= Highview Baptist Church (Louisville, Kentucky) =

Multi-site megachurch based in Louisville, Kentucky

Highview Baptist Church is a Baptist multi-site megachurch based in Louisville, Kentucky. It is affiliated with the Kentucky Baptist Convention and Southern Baptist Convention. Aaron Harvie is currently the church's senior pastor.

==History==
Founded as a baptist mission in 1947 and officially incorporated in 1953, the church has multiple campuses located throughout metro Louisville. As of 2025, the campuses include Fegenbush Campus (the main location) on Fegenbush Lane, which also is home of the Hispanic Campus (Highview en Español), East Campus on Shelbyville Road led by Blake Hodges, Southside Campus in the former Southside Baptist Church building in the Wyandotte neighborhood led by Scott Long, and Beechwood Campus in the former Beechwood Baptist Church building in the Beechwood Village neighborhood of St. Matthews led by Aaron Robb. Scott Long is a former University of Louisville wide receiver who also played briefly for the San Francisco 49ers. The former Valley Station Campus in the southwestern part of Jefferson County was launched as GracePointe Baptist Church in 2020. Other former campuses include the Spencer County Campus, which merged with an existing church to form Redemption Hill Baptist Church.

The church sponsors Whitefield Academy, founded in 1976 as Highview Baptist Christian School.
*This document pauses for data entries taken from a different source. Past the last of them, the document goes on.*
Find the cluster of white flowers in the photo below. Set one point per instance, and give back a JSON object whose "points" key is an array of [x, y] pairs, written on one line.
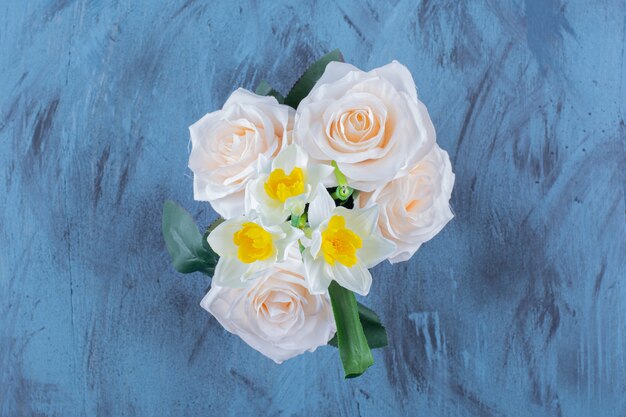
{"points": [[267, 170]]}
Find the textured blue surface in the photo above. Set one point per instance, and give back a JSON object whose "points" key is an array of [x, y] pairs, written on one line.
{"points": [[518, 308]]}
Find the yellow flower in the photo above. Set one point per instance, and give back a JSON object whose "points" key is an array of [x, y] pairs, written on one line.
{"points": [[285, 185], [340, 244], [247, 247], [343, 245], [281, 187], [253, 243]]}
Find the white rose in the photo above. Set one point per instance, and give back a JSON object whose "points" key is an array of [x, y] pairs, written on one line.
{"points": [[414, 208], [370, 123], [275, 314], [227, 143]]}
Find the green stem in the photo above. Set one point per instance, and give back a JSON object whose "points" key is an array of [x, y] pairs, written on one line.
{"points": [[355, 353], [343, 191], [341, 179], [295, 220]]}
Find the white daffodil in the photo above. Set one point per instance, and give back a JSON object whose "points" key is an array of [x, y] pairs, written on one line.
{"points": [[247, 247], [285, 186], [343, 245]]}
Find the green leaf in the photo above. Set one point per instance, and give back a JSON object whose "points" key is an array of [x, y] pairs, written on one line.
{"points": [[184, 242], [375, 332], [355, 354], [265, 89], [303, 86]]}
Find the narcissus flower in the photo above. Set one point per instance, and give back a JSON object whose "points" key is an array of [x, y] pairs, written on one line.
{"points": [[343, 245], [247, 246], [286, 185]]}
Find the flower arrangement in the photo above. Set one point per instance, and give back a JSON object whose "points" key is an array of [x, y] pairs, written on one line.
{"points": [[313, 188]]}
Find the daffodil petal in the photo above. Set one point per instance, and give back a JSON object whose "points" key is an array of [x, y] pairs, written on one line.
{"points": [[221, 239], [291, 236], [315, 276], [320, 207]]}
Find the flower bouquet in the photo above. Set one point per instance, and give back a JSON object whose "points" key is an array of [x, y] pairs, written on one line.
{"points": [[313, 188]]}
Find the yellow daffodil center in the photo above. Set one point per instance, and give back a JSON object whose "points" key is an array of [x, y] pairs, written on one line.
{"points": [[340, 244], [281, 186], [254, 243]]}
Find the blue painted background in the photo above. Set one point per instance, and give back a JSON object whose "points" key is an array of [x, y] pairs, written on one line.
{"points": [[518, 308]]}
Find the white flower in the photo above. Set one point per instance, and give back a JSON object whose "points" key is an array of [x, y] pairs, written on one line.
{"points": [[285, 187], [414, 208], [246, 247], [370, 123], [344, 244], [227, 143], [275, 314]]}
Bill Hancock served as Highview's senior pastor from 1970 until April 1995, when he resigned in disgrace over an extramarital affair. Dr. Kevin Ezell was then the senior pastor beginning in 1996 until he accepted the presidency of the North American Mission Board in the fall of 2010. Dr. Les Hughes was offered and accepted the position of senior pastor in the spring of 2012. He held the position until his resignation effective June 1, 2015.

On June 26, 2016, Aaron Harvie was called as senior pastor. Harvie has a unique relationship with Highview: in 1999 he planted a church in the suburbs of Philadelphia with Highview as a main sending partner. In addition to financial support, Highview sent missions teams to Philadelphia help the church plant launch and reach the community with the gospel. His family returned to Highview in June 2015, and he served as Interim East Campus Pastor starting in October 2015, heeding a call from interim senior pastor Randy Overstreet.

The church was the focus of national attention in April 2005 when it hosted Justice Sunday, a rally where politically active conservative Evangelical Christians gathered to protest efforts by the United States Senate to filibuster conservative-leaning candidates for judgeships in the federal courts. The event attracted leading members of the conservative Christian movement, including James Dobson and R. Albert Mohler, Jr. The event was widely covered by the news media, and also was protested by critics of the movement. It was the first of three such events to date, with the others held in Nashville, Tennessee and Philadelphia, Pennsylvania.

== Notable church members ==
- Albert Mohler, President of Southern Baptist Theological Seminary, attended Highview's East Campus for many years.
- Russell Moore, President of the Ethics & Religious Liberty Commission of the Southern Baptist Convention, was a teaching pastor at Fegenbush Campus during his time as Vice President at The Southern Baptist Theological Seminary.
- Danny Akin, President of Southeastern Baptist Theological Seminary
- Former Jefferson County Judge/Executive Rebecca Jackson previously served as a community liaison and director of senior citizens programs for the church.